Out of memory with demo_pipeline_cnmfE.py

restrepd commented 1 year ago

For better support, please use the template below to submit your issue. When your issue gets resolved please remember to close it.

Sometimes errors while running CNMF occur during parallel processing which prevents the log to provide a meaningful error message. Please reproduce your error with setting dview=None.

If you need to upgrade CaImAn follow the instructions given in the documentation.

Tell us a bit about your setup:
1. Operating system (Linux/macOS/Windows): Ubuntu 20.04.5 LTS
2. Python version (3.x): Python 3.10.6
3. Working environment (Python IDE/Jupyter Notebook/other): python IDE (same problem with Jupyter notebook)
4. Which of the demo scripts you're using for your analysis (if applicable): demo_pipeline_cnmfE.py
5. CaImAn version*: caiman 1.9.11
6. CaImAn installation process (pip install ./pip install -e ./conda): /pip install -e .`

*You can get the CaImAn version by creating a params object and then typing params.data['caiman_version']. If the field doesn't exist, type N/A and consider upgrading).
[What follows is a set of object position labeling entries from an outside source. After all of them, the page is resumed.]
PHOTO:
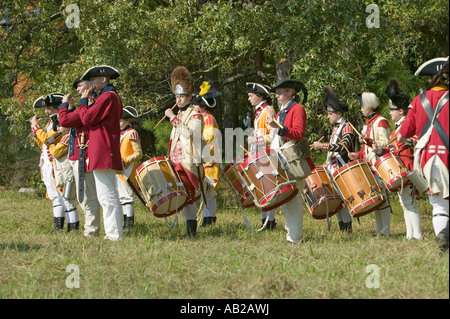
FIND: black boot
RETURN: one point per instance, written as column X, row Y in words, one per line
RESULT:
column 191, row 228
column 73, row 226
column 271, row 224
column 206, row 221
column 59, row 223
column 347, row 227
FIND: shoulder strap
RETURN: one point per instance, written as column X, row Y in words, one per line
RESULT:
column 432, row 117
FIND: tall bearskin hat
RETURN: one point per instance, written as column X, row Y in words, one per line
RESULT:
column 368, row 100
column 332, row 103
column 206, row 96
column 181, row 81
column 397, row 98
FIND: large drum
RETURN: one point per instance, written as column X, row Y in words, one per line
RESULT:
column 163, row 191
column 320, row 195
column 392, row 171
column 236, row 181
column 358, row 186
column 267, row 181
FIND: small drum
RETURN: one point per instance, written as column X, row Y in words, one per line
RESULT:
column 267, row 181
column 418, row 181
column 236, row 181
column 163, row 191
column 320, row 196
column 392, row 171
column 358, row 186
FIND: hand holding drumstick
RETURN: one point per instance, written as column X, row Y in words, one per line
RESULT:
column 317, row 144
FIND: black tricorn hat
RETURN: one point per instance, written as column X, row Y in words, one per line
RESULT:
column 39, row 102
column 55, row 121
column 100, row 70
column 431, row 67
column 207, row 95
column 295, row 84
column 76, row 81
column 398, row 99
column 129, row 112
column 332, row 103
column 257, row 88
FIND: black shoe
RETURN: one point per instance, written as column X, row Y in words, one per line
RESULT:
column 442, row 240
column 59, row 223
column 271, row 224
column 191, row 228
column 347, row 227
column 73, row 226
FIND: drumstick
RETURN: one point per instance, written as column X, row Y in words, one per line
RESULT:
column 243, row 149
column 354, row 128
column 357, row 132
column 165, row 116
column 317, row 141
column 343, row 143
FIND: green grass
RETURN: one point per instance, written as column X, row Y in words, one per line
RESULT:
column 223, row 261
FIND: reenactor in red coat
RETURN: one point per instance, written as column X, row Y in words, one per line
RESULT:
column 292, row 117
column 102, row 121
column 398, row 105
column 428, row 118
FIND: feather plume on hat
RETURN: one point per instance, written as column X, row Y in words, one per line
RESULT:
column 181, row 81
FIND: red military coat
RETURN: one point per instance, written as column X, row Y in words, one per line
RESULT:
column 294, row 125
column 102, row 121
column 406, row 153
column 416, row 120
column 72, row 119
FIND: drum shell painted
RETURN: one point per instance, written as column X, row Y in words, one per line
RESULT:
column 392, row 171
column 358, row 186
column 237, row 183
column 153, row 176
column 270, row 191
column 320, row 195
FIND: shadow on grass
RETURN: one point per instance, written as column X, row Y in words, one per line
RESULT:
column 19, row 246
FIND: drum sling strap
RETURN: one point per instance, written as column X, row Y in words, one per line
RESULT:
column 432, row 117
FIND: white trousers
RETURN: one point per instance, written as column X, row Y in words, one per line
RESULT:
column 383, row 215
column 209, row 210
column 108, row 197
column 125, row 196
column 54, row 195
column 90, row 205
column 440, row 213
column 293, row 215
column 411, row 213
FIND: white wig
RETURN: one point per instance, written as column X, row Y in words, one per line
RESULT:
column 369, row 100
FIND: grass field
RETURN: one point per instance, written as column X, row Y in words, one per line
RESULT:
column 224, row 261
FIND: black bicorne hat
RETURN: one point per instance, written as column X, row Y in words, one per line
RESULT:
column 332, row 103
column 257, row 88
column 101, row 70
column 295, row 84
column 397, row 98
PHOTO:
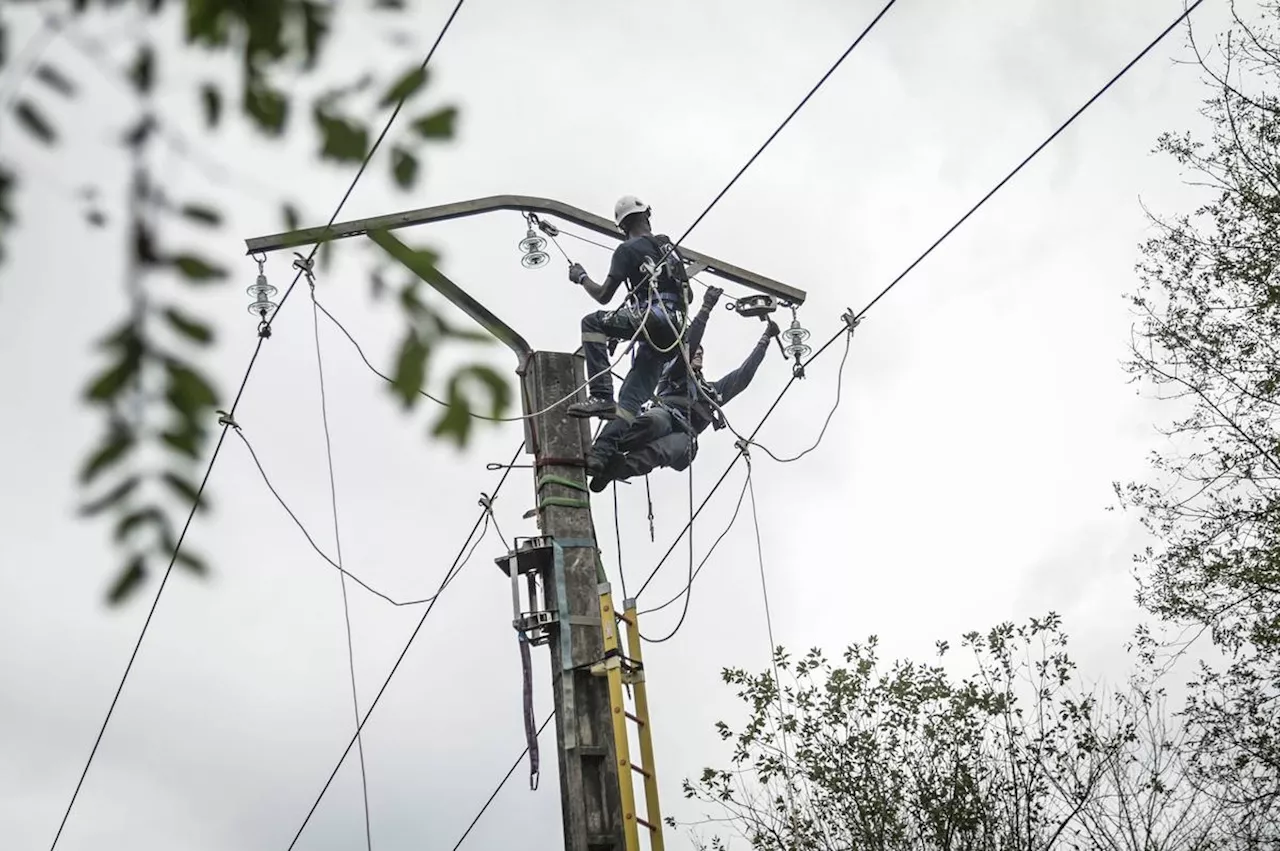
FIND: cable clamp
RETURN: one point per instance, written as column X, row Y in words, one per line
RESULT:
column 545, row 227
column 850, row 319
column 306, row 266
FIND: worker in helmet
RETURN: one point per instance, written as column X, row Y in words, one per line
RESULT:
column 653, row 312
column 666, row 435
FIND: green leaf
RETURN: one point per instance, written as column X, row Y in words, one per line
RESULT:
column 184, row 442
column 211, row 103
column 410, row 369
column 343, row 140
column 202, row 214
column 188, row 390
column 403, row 168
column 315, row 27
column 128, row 580
column 455, row 424
column 142, row 71
column 109, row 383
column 197, row 270
column 437, row 126
column 110, row 452
column 268, row 106
column 184, row 489
column 405, row 87
column 497, row 385
column 33, row 122
column 144, row 245
column 191, row 328
column 114, row 495
column 136, row 518
column 55, row 79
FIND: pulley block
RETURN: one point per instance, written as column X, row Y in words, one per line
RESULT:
column 755, row 306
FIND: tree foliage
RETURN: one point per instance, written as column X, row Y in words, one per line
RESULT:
column 156, row 401
column 910, row 756
column 1208, row 341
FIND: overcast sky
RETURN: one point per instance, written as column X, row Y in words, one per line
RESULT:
column 964, row 479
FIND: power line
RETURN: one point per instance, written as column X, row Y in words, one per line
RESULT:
column 736, row 457
column 915, row 262
column 351, row 576
column 1032, row 155
column 693, row 575
column 501, row 783
column 458, row 563
column 787, row 119
column 342, row 577
column 227, row 420
column 840, row 381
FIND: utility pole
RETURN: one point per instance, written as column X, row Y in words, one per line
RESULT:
column 567, row 561
column 575, row 617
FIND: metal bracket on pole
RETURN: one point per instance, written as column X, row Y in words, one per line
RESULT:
column 522, row 204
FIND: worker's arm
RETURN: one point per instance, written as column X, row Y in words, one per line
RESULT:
column 739, row 379
column 694, row 333
column 603, row 293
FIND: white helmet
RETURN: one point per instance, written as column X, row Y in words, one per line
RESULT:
column 627, row 205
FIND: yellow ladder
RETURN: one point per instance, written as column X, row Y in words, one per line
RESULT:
column 629, row 669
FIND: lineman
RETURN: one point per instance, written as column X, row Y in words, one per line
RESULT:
column 653, row 314
column 666, row 435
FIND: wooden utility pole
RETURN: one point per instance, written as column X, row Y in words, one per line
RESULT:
column 565, row 556
column 571, row 577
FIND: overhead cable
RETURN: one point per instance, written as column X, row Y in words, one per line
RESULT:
column 225, row 421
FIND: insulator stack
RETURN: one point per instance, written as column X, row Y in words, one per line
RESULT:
column 531, row 247
column 796, row 337
column 261, row 294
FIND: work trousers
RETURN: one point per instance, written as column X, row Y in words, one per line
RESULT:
column 654, row 440
column 662, row 326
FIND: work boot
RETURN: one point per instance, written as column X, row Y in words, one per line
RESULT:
column 595, row 406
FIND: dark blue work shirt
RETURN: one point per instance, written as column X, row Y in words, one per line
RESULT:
column 635, row 257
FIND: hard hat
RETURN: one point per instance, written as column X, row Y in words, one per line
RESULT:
column 627, row 205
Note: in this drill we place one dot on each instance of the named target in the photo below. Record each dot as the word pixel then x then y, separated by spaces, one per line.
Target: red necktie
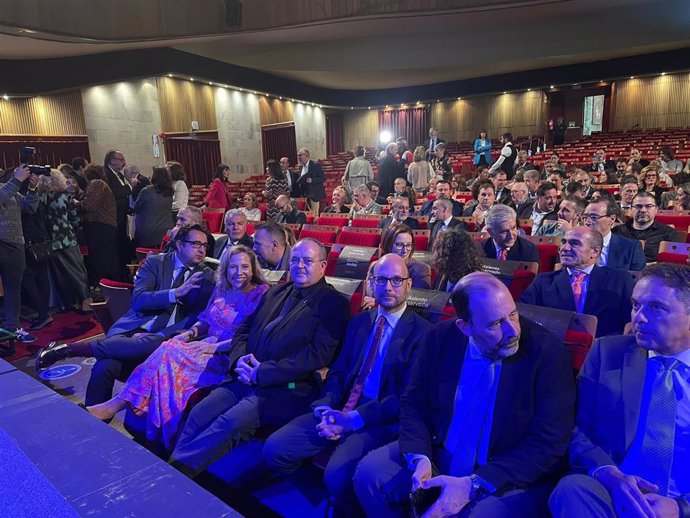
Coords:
pixel 357 388
pixel 576 285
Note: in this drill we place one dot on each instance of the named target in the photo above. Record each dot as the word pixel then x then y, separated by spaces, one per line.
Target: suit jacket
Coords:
pixel 625 254
pixel 410 222
pixel 150 297
pixel 608 296
pixel 522 250
pixel 219 246
pixel 610 388
pixel 305 341
pixel 532 415
pixel 315 190
pixel 395 374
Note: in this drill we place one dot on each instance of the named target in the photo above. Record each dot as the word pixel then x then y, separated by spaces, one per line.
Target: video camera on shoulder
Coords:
pixel 26 155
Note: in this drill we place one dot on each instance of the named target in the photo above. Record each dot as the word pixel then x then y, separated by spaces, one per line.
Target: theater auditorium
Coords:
pixel 319 258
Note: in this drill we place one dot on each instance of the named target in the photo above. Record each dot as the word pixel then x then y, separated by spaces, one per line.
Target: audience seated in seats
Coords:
pixel 485 194
pixel 629 452
pixel 170 290
pixel 219 196
pixel 294 332
pixel 271 247
pixel 358 171
pixel 629 189
pixel 287 212
pixel 454 255
pixel 250 208
pixel 543 206
pixel 569 212
pixel 339 199
pixel 363 203
pixel 160 388
pixel 400 213
pixel 582 286
pixel 442 213
pixel 619 253
pixel 98 213
pixel 235 233
pixel 398 240
pixel 490 405
pixel 152 210
pixel 504 243
pixel 357 410
pixel 442 191
pixel 66 262
pixel 643 227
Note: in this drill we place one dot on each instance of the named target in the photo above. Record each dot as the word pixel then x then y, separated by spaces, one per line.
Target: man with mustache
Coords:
pixel 582 286
pixel 484 418
pixel 629 451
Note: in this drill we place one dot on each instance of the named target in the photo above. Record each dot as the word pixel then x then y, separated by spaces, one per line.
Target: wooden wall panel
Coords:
pixel 273 111
pixel 50 115
pixel 360 128
pixel 182 101
pixel 652 102
pixel 520 113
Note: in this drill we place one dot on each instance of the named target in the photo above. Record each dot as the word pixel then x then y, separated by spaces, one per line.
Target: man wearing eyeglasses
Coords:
pixel 358 409
pixel 170 290
pixel 643 227
pixel 275 354
pixel 618 252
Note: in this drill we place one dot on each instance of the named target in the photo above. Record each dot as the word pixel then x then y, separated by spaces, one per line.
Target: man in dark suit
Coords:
pixel 311 180
pixel 291 177
pixel 629 447
pixel 235 233
pixel 490 406
pixel 619 253
pixel 584 287
pixel 443 219
pixel 294 332
pixel 287 212
pixel 358 409
pixel 170 290
pixel 504 243
pixel 400 210
pixel 113 164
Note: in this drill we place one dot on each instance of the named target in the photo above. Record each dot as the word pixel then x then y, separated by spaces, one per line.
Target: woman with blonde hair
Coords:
pixel 160 387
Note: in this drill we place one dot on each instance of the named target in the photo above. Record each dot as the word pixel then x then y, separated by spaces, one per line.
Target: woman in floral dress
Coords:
pixel 163 384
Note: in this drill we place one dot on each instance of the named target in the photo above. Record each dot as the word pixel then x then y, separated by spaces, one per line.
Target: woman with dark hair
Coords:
pixel 99 214
pixel 399 240
pixel 276 185
pixel 152 210
pixel 161 386
pixel 454 254
pixel 218 196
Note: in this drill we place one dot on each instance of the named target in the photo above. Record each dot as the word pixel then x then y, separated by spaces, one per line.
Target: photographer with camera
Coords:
pixel 12 260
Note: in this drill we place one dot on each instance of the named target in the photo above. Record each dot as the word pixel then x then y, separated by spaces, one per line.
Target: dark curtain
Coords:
pixel 410 123
pixel 48 151
pixel 277 141
pixel 200 157
pixel 335 142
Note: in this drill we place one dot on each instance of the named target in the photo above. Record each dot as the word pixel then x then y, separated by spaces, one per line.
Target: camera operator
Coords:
pixel 12 260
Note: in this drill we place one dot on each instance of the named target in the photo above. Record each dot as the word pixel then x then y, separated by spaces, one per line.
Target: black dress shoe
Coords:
pixel 51 354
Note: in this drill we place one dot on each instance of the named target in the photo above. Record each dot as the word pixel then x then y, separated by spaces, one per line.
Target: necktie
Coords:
pixel 656 448
pixel 473 410
pixel 364 371
pixel 576 279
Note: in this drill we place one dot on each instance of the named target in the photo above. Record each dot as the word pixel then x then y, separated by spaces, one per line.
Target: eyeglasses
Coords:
pixel 307 262
pixel 396 282
pixel 197 244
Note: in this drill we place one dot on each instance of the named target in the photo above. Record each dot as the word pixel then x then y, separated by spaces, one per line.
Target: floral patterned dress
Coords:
pixel 163 384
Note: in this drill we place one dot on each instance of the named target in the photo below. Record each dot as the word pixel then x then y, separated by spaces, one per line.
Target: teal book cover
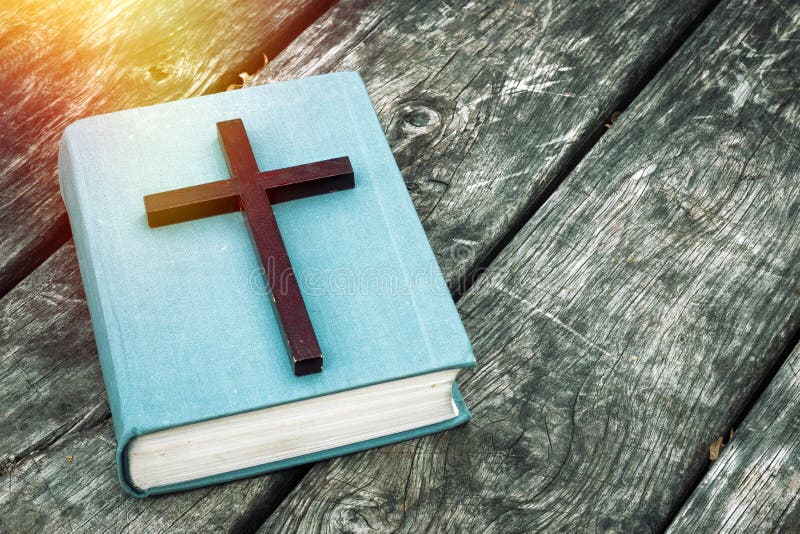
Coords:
pixel 184 329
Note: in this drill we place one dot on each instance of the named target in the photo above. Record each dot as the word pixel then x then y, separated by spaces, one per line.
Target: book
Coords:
pixel 196 370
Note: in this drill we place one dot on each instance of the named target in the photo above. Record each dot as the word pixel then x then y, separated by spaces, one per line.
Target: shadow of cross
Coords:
pixel 253 192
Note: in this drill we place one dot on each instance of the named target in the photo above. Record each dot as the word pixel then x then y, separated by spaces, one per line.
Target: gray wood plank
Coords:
pixel 595 55
pixel 753 487
pixel 625 327
pixel 72 487
pixel 65 60
pixel 50 379
pixel 57 447
pixel 486 103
Describe the issue that you are experiencing I am running a 9.6 Gbyte avi file with a slighly modified demo_pipeline_cnmfE.py and the program gets killed, sometimes before generating the mmap file, other times after generating a 71.9 Gbyte mmap file. When I enter "dmseg" after the program is killed it states "Out of memory".

We have no problem running the demo data ("data_endoscope.tif")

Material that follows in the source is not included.